Prevailing wisdom says that pumping the brakes is a fool’s move unless it’s a negotiating tactic. The threat is that no one — not even the tippy toppiest entries on the A-list — is safe from career lag. That there’s always someone hungrier like Nyong’o on the rise. (And, Hollywood, we’re waiting on the bushel of roles you’re about to drop at her feet. Right?) That we have no option but to think of competition as ceaseless.
But there’s also a virtue in taking a break or slowing down to a steady cruise. At the very least it could replace the downfall/comeback narrative that we fans also seem to crave. At the most, there’s an instinct that says that over-saturation and under-saturation are equally dangerous positions to be in. Do your best work, live comfortably as a household name, but jump on one couch and you become a nuisance.
Then again, all of this is bullshit. Even this article.
It — like the Slate piece and Jordan Hoffman’s question about Lawrence “Katniss-ing” us — is a response to and product of a fabricated culture. Is Lawrence more or less liked now than she was last year? Who knows? Nobody does.
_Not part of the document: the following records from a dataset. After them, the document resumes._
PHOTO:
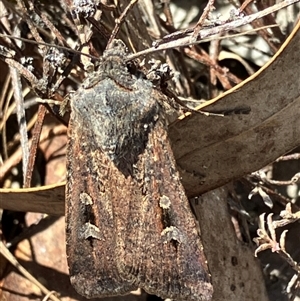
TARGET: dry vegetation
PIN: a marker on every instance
(218, 151)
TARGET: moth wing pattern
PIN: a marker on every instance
(92, 260)
(159, 226)
(127, 213)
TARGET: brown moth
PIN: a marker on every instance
(129, 223)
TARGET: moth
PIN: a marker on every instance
(128, 221)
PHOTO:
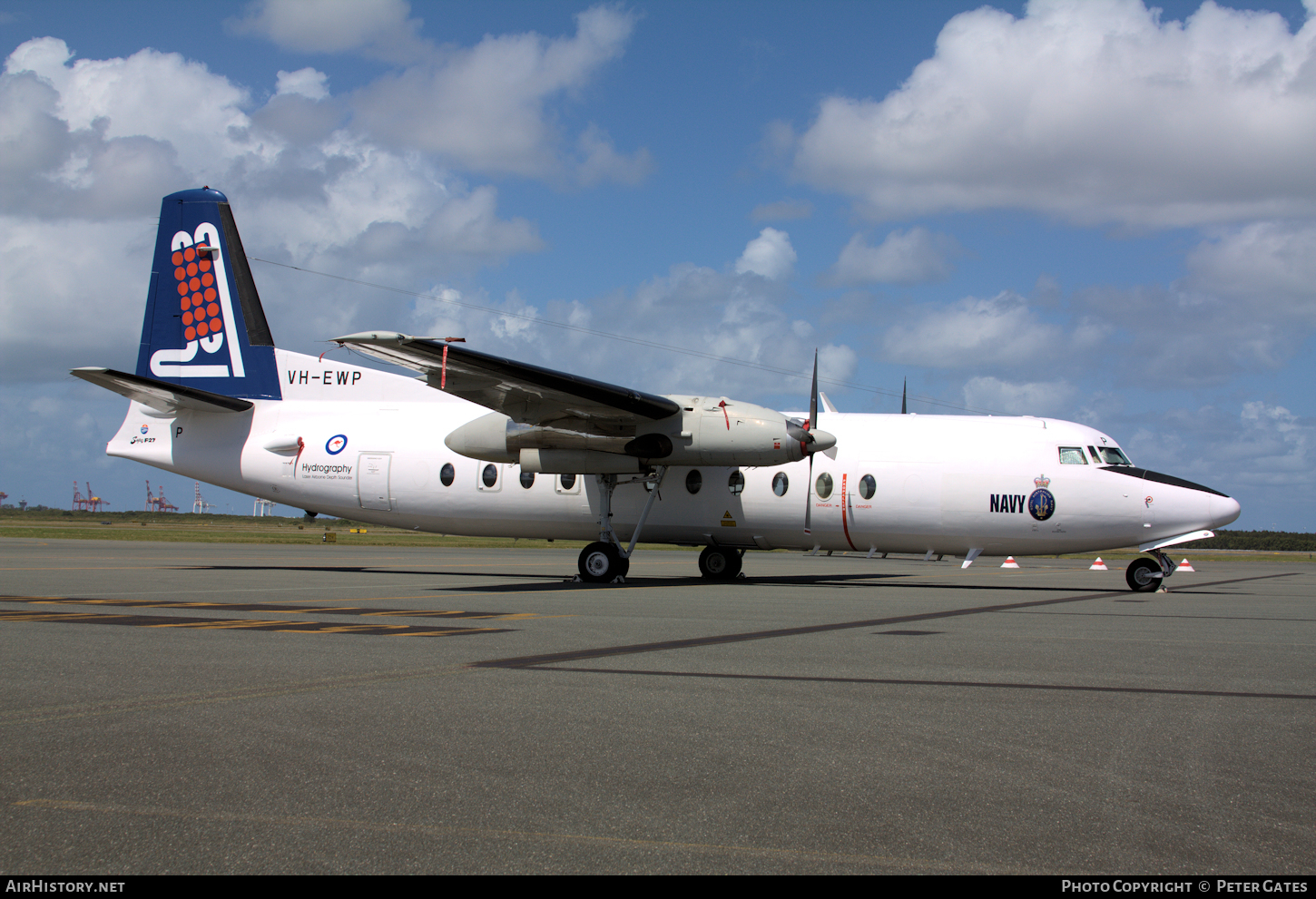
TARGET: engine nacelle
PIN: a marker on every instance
(710, 432)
It’s all part of a fiction crafted by a media that builds people up specifically so that they can tear them down later on. Nothing gold can stay. The only people who seem immune to that cycle are Tom Hanks and Bill Murray, and we may only be a slow news day and cup of coffee away from seeing an intrepid cultural critic write “Is Billy Murray Overstaying His Welcome?”.
Someone has to be winning, and someone has to be on their heels. It’s the same reason why there’s a ready-constructed “horse race” for “awards season” where one movie is a clear favorite despite not a single vote being cast. It’s probably why people are already talking about the 2016 Presidential election, and probably why Americans will never fully embrace soccer.
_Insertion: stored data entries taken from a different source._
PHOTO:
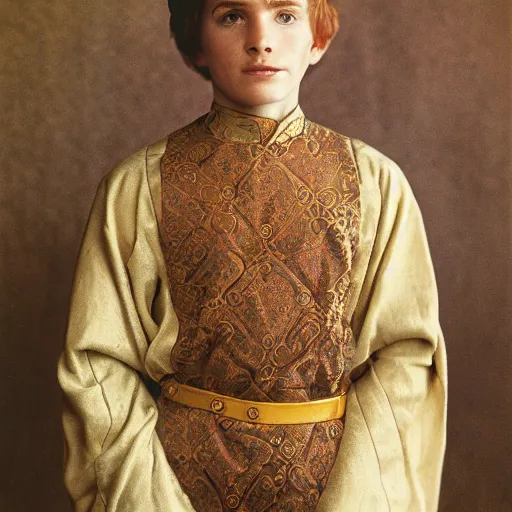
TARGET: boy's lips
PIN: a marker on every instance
(261, 70)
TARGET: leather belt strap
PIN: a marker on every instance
(273, 413)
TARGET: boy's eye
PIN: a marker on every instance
(230, 18)
(286, 18)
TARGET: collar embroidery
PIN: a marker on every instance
(226, 123)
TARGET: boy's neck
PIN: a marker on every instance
(276, 111)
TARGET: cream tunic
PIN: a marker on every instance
(122, 327)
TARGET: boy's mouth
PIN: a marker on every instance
(261, 70)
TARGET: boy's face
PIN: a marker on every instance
(257, 52)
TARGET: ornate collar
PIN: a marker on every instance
(229, 124)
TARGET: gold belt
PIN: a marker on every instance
(273, 413)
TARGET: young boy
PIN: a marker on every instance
(273, 277)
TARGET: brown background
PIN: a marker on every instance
(84, 84)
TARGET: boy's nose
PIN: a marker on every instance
(259, 39)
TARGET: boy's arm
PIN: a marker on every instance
(113, 459)
(393, 445)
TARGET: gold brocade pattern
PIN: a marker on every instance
(260, 227)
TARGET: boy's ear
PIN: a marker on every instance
(317, 53)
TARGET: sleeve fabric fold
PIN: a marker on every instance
(393, 445)
(114, 460)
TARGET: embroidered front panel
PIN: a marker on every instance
(259, 239)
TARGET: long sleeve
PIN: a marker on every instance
(393, 445)
(114, 460)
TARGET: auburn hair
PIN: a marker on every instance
(186, 17)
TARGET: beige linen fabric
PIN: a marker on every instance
(122, 327)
The grimace-inducing element of all this is that actors (and directors, and some writers) have to mold bovine feces to build up part of their career. Regardless of how illusory all of this “backlash” talk is, popularity is still relatively important to being considered for roles. Perception still counts.
So at this point I’ve basically talked myself out of the original headline/thesis. Actors: work as much as you like. Forget all of this peripheral nonsense and be as vital as you desire while keeping an eye on whether your public persona will keep you from getting the next character that you’re passionate for. Otherwise, focus on the craft and practicing it at whatever rate you can afford, and we’ll do the same. Even if we get distracted once in a while, some of us will try to remember what matters.
Now for a double feature of American Hustle and 12 Years a Slave. There are some great performances in both.